As you begin this experience of Vipassana meditation, it will be helpful to sit in a comfortable, upright posture. You may have your eyes closed or open and softly downcast. This formal sitting meditation will help you to create the foundations in the mind, upon which you can develop the ability to turn all of life’s activities into the experience of mindfulness. 
It is recommended that you listen to this tape at least once daily practicing along with it to gain a sense of the flavour, rhythm, and balance of this practice. In addition, you can enrich your experience by finding other moments throughout the day to use the self-observational skills you are developing. 
Now, taking up the practice – we will be intentionally cultivating two powerful mental factors or abilities; these are concentration and mindfulness. Concentration is that ability of mind that allows us to focus on one object and stay there. Mindfulness is an all-encompassing awareness which allows us to notice what’s going on in the body and the mind in successive moments of consciousness. 
You now have an opportunity and invitation to turn your attention inward to rest from the usual activities of mind for a few moments. As you turn inward, it can be with a questioning attitude; a kind of interest, “what is going on in this moment?”, “what invitations to awareness are present?”

We can begin with the simplicity of the body. What sensations are occurring and your hands right now? You don’t need to do anything, simply attend what aliveness invites your awareness and your fingers. Or you might let your awareness inhabit your thighs and buttocks where they press against the cushion on the chair.

There’s no need to go grasping after sensation simply opening the awareness in that region. Or you might allow the attention to inhabit your feet, your legs. What sensations are present now?

Please be invited to notice the aliveness in your tongue and your lips. You might observe whether the tongue is soft and resting in the cavity of the mouth. If it’s not, simply soften into it.

So here we have a body sitting which provides a context for practice; a homebase in our lives. What other regions of your body are alive and full of sensation right now? You might notice coolness… or warmth.  I’m going you might notice regions which feel comfortable or uncomfortable. You might even be able to have a sense of the entire body as it sits here; a form, a shape.

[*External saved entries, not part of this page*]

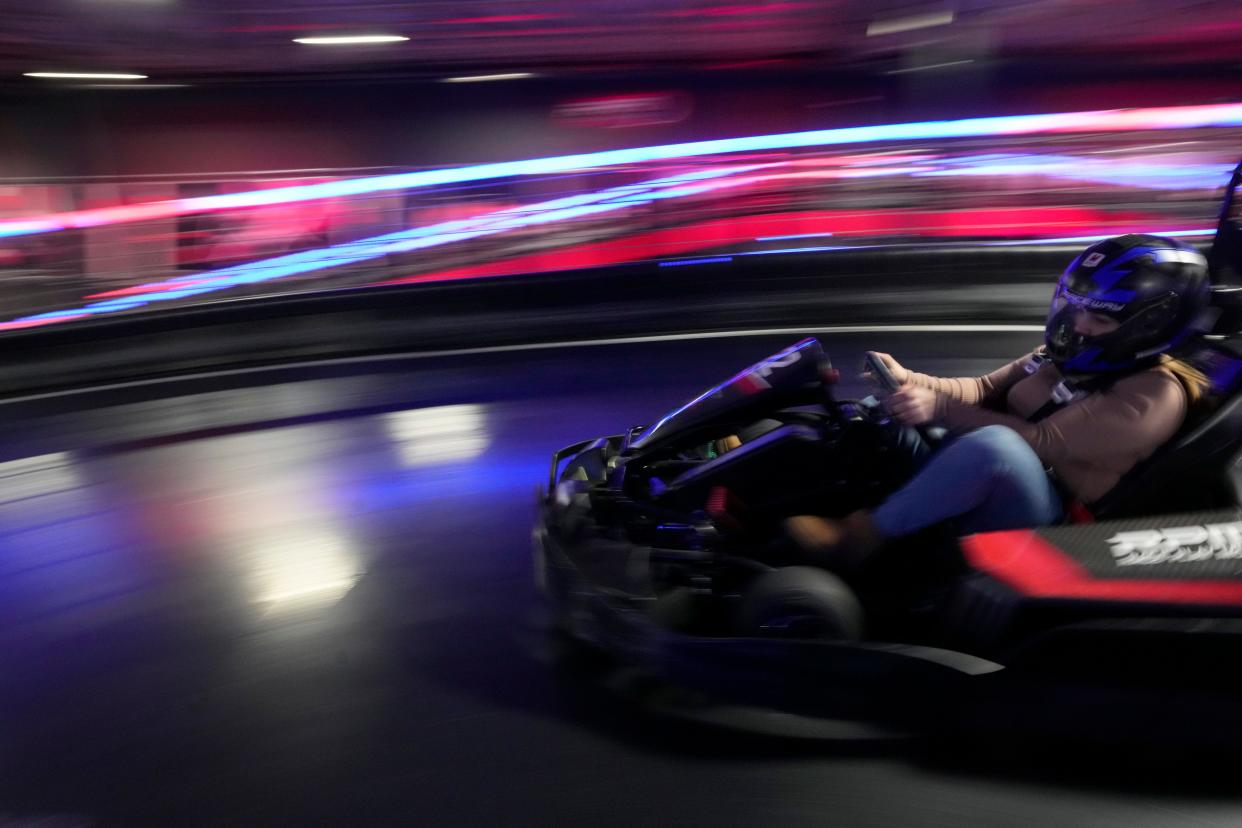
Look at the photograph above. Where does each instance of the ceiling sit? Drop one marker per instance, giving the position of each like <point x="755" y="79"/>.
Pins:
<point x="194" y="39"/>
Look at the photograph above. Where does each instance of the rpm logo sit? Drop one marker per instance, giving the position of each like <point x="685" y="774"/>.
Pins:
<point x="1178" y="545"/>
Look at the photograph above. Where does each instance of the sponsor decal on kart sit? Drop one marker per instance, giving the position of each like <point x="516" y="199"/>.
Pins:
<point x="756" y="380"/>
<point x="1178" y="544"/>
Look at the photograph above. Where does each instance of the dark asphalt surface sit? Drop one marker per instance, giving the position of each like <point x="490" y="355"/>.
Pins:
<point x="306" y="598"/>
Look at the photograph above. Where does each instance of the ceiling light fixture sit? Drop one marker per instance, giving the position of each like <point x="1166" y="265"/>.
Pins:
<point x="86" y="76"/>
<point x="912" y="22"/>
<point x="478" y="78"/>
<point x="345" y="40"/>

Here we have a body that sits. We have also a mind which is capable of knowing there is a body sitting here. Somebody sits here.

And now to refine the attention, we can take up mindfulness breathing within the context of the body sitting. To do this, let yourself become aware of the sensations in your chest and abdomen, in your torso as the body breathe naturally. There is no need to control the breath, simply let the body breathe itself. The effort to be made is to become aware of the breathing. Attending to the sensations of the breath with their attention which means there’s no need to interpret the sensations, simply meeting them with awareness.

Notice how the breath comes and goes

You can notice that each breath has a beginning, a middle, and an ending. Cultivate a mind which is capable of noticing very intimately, very precisely, these beginnings and endings.

As an aid in directing the attention toward the breathing, you might undertake the practice of noting as the body breathes in say quietly in the mind rising as the chest and abdomen rise. As the body breathes out, quietly note falling.

So there is a stream of rising… falling… rising… and so on. Most of the attention stays with the sensations in the body and a small percentage of attention is with this noting.

Of course the mind wanders. Each time you discover the mind wandering, then gently return the attention to the sensations of breathing. From the very outset, this is a non-violent non-coercive practice. Whether the mind has been wandering for a tenth of a second or 10 minutes, it doesn’t matter. Each time the mind wanders and is noticed, it’s a strengthening of mindfulness. Each time one gently returns the attention to breathing, it’s a strengthening of concentration as well as a model for treating yourself gently. So attending as intimately as you can, as precisely as you can, to the beginning of the next breath.

The mind has a mind of its own. it is deeply conditioned to wander, to worry, to plan… to sort things out. Whatever it’s doing simply notice, “Ah! Wandering mind.”

Gently, yet firmly, return to the breathing. Rising and falling.

Noticing there’s a body sitting here it should share and breathes – and the mind wanders. Come home to yourself, come home to breathing. Rising, falling; noting a wandering mind as wandering.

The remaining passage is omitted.